Itulah Ade, sang pemilik mata indah dari genetik neneq Tambuli Bassi di Taang
ini bersikeras untuk menggolkan agendanya di Tappalang.
“ SMA Negeri 1 Tappalang dan anak-anak di
Desa Taan dan Kasambang terlanjur mengharapkan kedatangan Tim Kreatif RUMPITA
untuk bisa berbagi pahala sosial lewat aksi gelar buku dan bincang literasi di
SMA Negeri 1 Tappalang”.
Katanya Ade Irma Yuniar. Tentu saja kondisi tersebut mau tidak mau harus menyiapkan TIM
Kreatif Rumpita untuk bisa menghadiri agenda tersebut. Dan benar saja, Nursaid
Nurdin tiba-tiba mengambil keputusan, “Kita
harus terima panggilan itu kanda, tidak bisa tidak sebab mereka juga adalah
bagian dari anak negeri ini yang berhak mendapatkan apa yang bisa kita berikan
kesana”. Tak ayal lagi, Adnan Wardihan, Asrar, Alling mengambil langkah dan
berkemas untuk menempuh perjalanan panjang yang membutuhkan durasi sampai 2 jam
naik kendaraan bermotor.
Ade Irma Yuniar, Asmawati, Tuti, Mila, dkk ternyata sudah menunggu disana. Kekhawatiran jangan-jangan mereka menunggu membuatnya harus berangkat lebih dulu. Dan ternyata benar. Mereka sudah dalam penantian untuk bisa menepis rasa malu jika tak ada personil RUMPITA yang kesana. Anehnya, tak tampak sama sekali rasa susah atau apapun yang tergurat di wajah Nursaid dkk. Mereka bahkan penuh semangat dan kegembiraan. Baik Nursaid dkk maupun mereka yang di Tappalang rupanya sangat senang mendengar kegiatan ini tak ditunda.
Gelar Buku dan Bincang Literasi di Tappalang ini ternyata sangat membakas di wajah-wajah kecil yang polos itu. Dari mereka ditemukan talenta baru dan anak-anak yang sangat gembira mengikuti aksi gelar buku dari personil Rumpita. Hingga sampai pada kesimpulan bahwa RUMPITA harus bisa menjadi katalisator budaya literasi di Tappalang yang memang sudah punya fasilitas SUDUT BACA di SMA negeri 1 dan dibeberapa desa di Kecamatan Tappalang.
Selain upaya menebar virus literasi dalam artian mendekatkan akses bacaan ke masyarakat, muncul juga keinginan untuk mendalami jejak-jejak peradaban di BUMI TAPPALANG. Begitulah yang menjadi tradisi di RUMPITA pada setiap kunjungannya disebuah tempat. Mereka adalah insan-insan yang tak ingin dikatakan generasi yang gagal paham, menggendong lupa dan sejenisnya. Mereka sebisa mungkin menelisik dan mengorek kedalaman untuk bisa menemukenali sukma sebuah daerah. Hingga sebuah pertanyaan muncul dalam benak mereka, mengapa disebut Tappalang?

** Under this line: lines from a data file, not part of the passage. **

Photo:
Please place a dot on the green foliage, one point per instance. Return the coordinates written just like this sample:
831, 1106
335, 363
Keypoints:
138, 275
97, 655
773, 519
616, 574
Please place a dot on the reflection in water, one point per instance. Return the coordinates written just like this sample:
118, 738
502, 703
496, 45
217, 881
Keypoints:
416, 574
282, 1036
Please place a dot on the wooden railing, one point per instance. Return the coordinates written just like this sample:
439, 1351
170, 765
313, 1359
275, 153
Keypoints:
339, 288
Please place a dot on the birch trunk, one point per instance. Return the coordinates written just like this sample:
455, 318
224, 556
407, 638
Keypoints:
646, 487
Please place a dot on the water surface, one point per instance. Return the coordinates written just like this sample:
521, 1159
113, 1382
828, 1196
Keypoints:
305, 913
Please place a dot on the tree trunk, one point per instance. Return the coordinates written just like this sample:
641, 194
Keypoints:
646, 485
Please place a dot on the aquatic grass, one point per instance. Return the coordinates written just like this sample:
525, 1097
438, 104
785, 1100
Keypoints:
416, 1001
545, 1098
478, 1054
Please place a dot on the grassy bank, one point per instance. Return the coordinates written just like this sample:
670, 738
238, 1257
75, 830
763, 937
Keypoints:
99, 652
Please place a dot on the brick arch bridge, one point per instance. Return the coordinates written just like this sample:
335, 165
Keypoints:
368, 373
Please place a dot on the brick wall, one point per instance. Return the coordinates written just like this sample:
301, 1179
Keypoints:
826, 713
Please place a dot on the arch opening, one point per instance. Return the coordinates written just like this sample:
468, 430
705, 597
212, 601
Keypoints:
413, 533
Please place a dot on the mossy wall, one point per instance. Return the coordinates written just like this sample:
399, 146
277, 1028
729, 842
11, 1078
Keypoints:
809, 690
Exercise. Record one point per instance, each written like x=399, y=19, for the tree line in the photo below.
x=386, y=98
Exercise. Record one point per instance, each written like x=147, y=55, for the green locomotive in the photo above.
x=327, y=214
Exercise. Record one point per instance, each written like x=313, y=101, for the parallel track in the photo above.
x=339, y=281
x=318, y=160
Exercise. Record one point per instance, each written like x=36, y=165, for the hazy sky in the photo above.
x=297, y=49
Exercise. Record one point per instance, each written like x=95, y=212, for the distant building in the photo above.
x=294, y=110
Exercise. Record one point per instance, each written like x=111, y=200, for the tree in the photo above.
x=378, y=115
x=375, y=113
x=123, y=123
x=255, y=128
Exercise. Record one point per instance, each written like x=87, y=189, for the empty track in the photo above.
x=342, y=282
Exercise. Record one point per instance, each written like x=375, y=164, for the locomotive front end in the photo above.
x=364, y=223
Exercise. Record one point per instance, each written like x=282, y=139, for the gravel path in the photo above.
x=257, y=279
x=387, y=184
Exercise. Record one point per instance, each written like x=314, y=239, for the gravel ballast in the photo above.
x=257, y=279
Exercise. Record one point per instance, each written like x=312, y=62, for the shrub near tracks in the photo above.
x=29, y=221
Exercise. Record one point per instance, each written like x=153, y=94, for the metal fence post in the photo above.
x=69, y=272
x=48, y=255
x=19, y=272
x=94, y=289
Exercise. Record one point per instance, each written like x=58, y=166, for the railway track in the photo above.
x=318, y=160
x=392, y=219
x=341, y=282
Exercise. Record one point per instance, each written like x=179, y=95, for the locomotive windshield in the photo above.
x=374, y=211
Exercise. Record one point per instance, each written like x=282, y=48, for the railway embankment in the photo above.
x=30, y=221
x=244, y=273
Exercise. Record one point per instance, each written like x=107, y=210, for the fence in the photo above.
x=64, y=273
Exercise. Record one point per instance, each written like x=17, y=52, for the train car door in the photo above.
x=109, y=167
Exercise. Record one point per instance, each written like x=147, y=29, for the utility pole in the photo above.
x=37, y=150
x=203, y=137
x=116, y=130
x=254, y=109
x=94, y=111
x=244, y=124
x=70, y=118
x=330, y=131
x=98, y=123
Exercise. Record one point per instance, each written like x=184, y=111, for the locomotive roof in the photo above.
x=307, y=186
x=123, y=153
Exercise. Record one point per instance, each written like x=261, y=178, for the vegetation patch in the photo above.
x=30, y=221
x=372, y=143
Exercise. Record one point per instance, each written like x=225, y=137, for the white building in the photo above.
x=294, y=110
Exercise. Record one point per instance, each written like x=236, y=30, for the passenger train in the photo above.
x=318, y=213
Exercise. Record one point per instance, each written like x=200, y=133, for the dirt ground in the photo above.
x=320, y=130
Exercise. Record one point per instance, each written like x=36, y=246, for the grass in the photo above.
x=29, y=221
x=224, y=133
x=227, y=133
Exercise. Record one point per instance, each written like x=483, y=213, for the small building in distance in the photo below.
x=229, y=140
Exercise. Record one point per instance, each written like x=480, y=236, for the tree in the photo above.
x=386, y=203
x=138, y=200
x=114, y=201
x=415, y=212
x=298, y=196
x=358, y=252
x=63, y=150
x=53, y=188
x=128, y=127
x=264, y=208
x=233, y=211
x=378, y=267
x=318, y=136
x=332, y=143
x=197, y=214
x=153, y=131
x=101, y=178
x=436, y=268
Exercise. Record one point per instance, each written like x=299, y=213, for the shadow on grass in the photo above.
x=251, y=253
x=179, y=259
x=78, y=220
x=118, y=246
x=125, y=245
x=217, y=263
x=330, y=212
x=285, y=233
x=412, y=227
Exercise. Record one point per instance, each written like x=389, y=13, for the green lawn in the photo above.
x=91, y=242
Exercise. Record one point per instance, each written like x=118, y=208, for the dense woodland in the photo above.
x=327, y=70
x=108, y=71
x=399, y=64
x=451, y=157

Menurut beberapa peneliti dan cerita tutur
yang berkembang dimasyarakat bahwa Tappalang adalah salah satu komunitas
masyarakat yang peradabannya sudah berkembang pada abad ke-12. Abad ke-12
tersebut eksistensi masyarakat adat Tapalang telah terwujud. Masyarakat adat Tapalang
memiliki kebudayaan lengkap dengan norma dan aturan, memiliki sistem interaksi
sosial, sistim ekonomi dan sistim pemerintahan yang dijadikan pedoman dalam
kehidupan bermasyarakat. Mereka hidup
rukun, aman dan damai, semangat gotong royong, persaudaraan dan kesetiakawanan dijunjung
tinggi. Masyarakat hidup saling menghargai dan tolong menolong. Yang membuat
Tappalang tak terekspos sebab masyarakat lebih kental dengan budaya tutur.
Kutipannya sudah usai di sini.